We are grateful that our article has been published in the Journal of Building Services Engineering Research & Technology, and we hope that this will raise the vital issues with a wider range of researchers. We were invited to submit an article following our paper for the CIBSE Symposium in 2018 at London South Bank University; since then we have updated the Association of Noise Consultants’ Acoustics, Ventilation & Overheating: residential design guide. Although this paper reflects our concept for the AVO Guide at the end of 2018, some criteria have since evolved, particularly around the use of Lmax for noise from events.
Beth Paxton, Anthony Chilton, Dave Trew, Nick Conlan and Jack Harvie-Clark are collaborating to write a joint paper for the IOA Spring Conference 2019 in Milton Keynes. This will explain how the proposed criteria and methodology for assessing Lmax are considered in the AVO Guide. You can read more about the development of the ideas behind the AVO Guide here.

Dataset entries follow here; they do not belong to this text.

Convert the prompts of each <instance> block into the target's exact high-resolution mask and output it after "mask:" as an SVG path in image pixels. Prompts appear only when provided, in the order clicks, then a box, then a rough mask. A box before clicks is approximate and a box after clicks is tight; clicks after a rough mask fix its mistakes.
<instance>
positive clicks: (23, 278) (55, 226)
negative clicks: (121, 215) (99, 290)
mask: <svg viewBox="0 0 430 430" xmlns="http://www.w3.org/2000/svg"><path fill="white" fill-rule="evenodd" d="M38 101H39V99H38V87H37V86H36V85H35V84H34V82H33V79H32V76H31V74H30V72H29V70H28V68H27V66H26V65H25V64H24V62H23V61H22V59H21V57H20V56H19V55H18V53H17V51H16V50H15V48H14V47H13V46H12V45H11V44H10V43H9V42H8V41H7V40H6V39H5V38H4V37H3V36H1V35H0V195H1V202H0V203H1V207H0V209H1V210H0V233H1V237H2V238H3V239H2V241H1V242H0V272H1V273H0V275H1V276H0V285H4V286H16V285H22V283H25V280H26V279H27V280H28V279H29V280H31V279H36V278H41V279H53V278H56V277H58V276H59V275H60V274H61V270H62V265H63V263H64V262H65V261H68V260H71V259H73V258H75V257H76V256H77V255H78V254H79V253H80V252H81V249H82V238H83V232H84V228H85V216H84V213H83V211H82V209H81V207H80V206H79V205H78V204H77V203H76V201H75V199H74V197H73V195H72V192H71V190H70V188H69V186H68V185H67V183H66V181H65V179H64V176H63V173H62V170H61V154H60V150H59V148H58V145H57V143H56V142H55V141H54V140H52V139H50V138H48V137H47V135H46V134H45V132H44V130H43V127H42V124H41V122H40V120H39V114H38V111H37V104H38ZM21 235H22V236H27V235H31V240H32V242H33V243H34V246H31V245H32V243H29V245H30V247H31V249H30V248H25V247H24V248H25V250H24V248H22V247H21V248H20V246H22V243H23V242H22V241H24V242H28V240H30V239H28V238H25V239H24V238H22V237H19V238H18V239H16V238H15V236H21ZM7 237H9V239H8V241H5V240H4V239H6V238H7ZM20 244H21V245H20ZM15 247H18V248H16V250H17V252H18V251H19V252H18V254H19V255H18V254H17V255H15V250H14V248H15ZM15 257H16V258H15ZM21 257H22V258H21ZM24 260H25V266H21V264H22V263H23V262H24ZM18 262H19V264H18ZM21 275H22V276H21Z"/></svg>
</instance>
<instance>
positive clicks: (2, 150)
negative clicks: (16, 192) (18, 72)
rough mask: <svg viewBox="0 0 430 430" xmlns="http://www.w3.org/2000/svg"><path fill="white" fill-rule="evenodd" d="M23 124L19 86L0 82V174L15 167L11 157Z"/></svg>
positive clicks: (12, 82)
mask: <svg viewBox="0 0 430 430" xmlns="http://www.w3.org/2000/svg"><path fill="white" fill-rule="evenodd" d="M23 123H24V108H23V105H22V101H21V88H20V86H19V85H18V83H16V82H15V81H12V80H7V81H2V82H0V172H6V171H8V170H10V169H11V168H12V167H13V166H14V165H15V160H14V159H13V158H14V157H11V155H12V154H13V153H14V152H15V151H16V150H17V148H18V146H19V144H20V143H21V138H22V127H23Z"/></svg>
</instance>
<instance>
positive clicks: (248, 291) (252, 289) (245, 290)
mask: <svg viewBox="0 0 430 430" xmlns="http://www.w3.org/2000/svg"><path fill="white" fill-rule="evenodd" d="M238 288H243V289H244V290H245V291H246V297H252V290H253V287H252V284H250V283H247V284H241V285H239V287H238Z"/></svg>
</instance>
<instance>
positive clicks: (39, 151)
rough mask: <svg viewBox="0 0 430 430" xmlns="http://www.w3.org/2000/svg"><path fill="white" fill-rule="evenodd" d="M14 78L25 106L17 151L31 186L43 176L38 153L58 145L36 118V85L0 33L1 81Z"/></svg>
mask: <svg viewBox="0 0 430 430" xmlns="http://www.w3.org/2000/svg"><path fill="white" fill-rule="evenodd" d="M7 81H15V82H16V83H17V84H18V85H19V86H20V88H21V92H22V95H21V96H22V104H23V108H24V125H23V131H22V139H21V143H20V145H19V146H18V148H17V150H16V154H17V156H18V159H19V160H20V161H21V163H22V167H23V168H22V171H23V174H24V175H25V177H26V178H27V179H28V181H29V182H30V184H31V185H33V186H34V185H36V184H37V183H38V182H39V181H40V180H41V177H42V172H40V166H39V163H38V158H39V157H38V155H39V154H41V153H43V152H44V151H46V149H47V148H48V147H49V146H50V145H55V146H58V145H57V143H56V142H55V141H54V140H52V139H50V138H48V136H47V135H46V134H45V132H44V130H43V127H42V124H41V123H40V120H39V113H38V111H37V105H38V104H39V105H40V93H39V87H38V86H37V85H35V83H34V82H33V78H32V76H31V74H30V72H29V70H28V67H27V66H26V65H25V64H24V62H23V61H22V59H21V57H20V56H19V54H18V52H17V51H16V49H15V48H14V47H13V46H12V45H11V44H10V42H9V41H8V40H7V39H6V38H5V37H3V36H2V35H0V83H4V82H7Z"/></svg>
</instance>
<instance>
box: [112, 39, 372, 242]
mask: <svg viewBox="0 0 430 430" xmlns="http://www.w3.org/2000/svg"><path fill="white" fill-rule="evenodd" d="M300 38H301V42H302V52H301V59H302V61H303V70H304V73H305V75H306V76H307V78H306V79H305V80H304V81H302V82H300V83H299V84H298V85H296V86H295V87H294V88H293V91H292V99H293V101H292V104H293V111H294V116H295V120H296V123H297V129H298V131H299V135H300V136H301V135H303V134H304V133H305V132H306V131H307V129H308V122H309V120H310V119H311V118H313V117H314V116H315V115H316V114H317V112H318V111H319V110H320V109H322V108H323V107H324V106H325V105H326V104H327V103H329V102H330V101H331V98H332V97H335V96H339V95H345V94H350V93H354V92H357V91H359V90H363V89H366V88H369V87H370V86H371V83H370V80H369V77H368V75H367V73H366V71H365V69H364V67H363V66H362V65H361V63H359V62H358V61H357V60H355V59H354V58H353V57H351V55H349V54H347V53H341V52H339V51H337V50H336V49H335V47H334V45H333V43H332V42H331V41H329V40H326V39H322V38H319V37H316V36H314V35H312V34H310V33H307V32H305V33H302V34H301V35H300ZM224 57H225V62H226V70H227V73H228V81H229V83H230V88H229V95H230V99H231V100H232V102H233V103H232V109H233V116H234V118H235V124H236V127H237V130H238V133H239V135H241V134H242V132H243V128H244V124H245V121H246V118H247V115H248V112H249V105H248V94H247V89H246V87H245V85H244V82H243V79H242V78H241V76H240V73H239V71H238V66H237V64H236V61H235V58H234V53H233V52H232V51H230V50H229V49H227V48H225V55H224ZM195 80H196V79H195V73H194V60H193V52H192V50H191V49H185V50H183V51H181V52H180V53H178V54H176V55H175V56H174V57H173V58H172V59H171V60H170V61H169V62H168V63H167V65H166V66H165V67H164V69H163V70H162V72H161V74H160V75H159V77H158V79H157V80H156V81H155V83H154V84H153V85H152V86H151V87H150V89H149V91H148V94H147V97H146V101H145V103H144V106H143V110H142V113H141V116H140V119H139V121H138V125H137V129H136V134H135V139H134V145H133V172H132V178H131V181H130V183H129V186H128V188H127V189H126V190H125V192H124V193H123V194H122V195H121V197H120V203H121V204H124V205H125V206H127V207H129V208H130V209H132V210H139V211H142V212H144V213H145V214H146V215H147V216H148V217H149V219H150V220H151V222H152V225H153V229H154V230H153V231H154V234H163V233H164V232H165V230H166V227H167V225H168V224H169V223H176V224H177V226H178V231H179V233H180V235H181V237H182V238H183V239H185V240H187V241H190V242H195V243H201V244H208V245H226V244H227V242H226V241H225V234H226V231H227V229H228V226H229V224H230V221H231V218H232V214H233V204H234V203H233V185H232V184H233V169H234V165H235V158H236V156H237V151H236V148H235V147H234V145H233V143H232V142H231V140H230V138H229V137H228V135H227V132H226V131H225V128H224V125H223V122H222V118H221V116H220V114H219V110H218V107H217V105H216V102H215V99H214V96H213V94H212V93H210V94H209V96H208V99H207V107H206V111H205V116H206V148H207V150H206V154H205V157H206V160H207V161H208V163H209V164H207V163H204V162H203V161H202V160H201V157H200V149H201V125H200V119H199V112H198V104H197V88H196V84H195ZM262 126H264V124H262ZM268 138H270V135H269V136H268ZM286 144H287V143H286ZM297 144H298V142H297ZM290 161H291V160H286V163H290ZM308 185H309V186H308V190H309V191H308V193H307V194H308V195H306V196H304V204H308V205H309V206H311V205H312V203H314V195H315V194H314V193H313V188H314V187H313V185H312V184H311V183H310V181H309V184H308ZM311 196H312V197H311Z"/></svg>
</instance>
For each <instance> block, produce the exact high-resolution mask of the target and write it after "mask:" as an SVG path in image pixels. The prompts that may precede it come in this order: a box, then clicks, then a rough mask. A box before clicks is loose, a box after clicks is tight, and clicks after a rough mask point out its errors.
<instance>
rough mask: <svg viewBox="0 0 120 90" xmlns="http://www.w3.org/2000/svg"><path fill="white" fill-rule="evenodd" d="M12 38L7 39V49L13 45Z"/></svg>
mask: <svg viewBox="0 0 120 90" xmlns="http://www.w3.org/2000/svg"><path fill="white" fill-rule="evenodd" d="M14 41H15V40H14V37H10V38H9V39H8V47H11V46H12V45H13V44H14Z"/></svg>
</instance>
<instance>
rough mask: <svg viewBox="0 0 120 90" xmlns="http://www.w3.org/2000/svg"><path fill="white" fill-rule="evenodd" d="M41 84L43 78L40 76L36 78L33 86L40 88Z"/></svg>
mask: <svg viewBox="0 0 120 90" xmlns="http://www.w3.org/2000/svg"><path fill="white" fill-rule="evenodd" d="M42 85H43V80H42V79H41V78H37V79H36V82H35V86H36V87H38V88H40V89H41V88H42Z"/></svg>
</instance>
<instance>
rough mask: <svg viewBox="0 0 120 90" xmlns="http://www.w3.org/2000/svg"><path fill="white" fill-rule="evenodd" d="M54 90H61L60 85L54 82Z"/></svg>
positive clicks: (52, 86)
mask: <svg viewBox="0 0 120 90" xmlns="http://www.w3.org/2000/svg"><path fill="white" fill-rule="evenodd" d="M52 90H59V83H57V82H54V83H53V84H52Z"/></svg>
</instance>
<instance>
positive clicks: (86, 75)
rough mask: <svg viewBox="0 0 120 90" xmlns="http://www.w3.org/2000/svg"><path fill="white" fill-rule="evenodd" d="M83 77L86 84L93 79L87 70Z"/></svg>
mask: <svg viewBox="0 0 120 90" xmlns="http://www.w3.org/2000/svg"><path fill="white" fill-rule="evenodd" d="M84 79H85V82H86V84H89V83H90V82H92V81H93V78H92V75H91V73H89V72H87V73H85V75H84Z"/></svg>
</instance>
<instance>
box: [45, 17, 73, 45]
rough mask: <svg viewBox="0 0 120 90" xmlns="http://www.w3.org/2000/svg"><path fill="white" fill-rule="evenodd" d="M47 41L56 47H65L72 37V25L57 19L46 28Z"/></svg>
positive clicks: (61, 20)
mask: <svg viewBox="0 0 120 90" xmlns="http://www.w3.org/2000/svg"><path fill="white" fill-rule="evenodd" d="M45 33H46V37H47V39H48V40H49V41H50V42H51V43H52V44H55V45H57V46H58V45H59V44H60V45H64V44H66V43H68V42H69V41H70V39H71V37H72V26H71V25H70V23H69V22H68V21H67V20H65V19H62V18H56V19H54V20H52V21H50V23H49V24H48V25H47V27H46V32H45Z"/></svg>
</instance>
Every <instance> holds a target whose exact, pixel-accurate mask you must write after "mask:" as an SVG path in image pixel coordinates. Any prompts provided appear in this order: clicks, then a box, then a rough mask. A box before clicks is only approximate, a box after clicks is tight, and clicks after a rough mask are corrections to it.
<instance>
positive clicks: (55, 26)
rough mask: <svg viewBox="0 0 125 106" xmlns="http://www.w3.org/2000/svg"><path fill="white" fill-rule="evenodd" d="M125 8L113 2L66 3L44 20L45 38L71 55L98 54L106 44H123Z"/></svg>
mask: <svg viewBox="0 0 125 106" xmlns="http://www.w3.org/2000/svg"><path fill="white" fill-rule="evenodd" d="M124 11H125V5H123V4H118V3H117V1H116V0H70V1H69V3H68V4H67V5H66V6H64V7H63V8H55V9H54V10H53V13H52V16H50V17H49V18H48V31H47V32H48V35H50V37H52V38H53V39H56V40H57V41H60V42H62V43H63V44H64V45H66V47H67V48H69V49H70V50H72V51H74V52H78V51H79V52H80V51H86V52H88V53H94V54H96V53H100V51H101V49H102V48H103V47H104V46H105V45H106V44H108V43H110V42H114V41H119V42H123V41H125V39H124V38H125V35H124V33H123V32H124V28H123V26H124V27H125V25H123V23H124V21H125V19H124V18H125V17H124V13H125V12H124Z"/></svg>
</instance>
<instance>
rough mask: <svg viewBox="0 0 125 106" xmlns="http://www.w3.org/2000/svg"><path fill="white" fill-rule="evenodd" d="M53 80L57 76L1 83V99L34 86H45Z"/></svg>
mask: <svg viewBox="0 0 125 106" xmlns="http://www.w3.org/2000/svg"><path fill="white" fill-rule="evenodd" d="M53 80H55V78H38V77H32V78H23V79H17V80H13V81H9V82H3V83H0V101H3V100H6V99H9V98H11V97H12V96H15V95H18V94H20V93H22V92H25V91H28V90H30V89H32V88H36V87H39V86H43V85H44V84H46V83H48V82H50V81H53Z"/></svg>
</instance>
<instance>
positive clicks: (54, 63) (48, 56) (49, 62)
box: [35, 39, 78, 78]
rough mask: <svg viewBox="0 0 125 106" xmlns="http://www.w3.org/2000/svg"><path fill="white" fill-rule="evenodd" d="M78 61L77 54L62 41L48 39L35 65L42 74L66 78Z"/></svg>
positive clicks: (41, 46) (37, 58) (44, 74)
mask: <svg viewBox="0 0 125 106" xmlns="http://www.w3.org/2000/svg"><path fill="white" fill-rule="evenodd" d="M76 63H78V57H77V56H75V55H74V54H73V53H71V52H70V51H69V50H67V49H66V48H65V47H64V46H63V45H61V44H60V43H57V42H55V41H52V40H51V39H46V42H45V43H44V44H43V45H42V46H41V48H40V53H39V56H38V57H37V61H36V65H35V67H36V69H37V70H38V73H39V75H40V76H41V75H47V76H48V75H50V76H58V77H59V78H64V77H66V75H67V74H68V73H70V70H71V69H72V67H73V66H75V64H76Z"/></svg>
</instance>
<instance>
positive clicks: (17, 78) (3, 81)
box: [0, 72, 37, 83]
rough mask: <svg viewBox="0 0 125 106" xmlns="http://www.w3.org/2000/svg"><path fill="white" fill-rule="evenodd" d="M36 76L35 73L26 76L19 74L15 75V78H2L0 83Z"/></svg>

The AVO Guide represents a significant step forwards in guidance internationally: it takes an integrated view of residential conditions for noise, ventilation and thermal comfort, suggesting tolerances over the conventional singular criteria for noise regardless of ventilation condition or provisions for overheating. The adaptive thermal comfort model illustrates the importance of control over one’s environment in avoiding annoyance or achieving satisfaction. The AVO Guide takes the concept of control and integrates it to enable a much more nuanced assessment of internal noise conditions. This is vital to design sustainable, resilient dwellings that are adaptable to future scenarios. Research is urgently needed to qualify resident’s response when faced with balancing the inter-dependence of acoustic and thermal conditions with passive (natural) ventilation, and to find how occupants use attenuated vents, for example.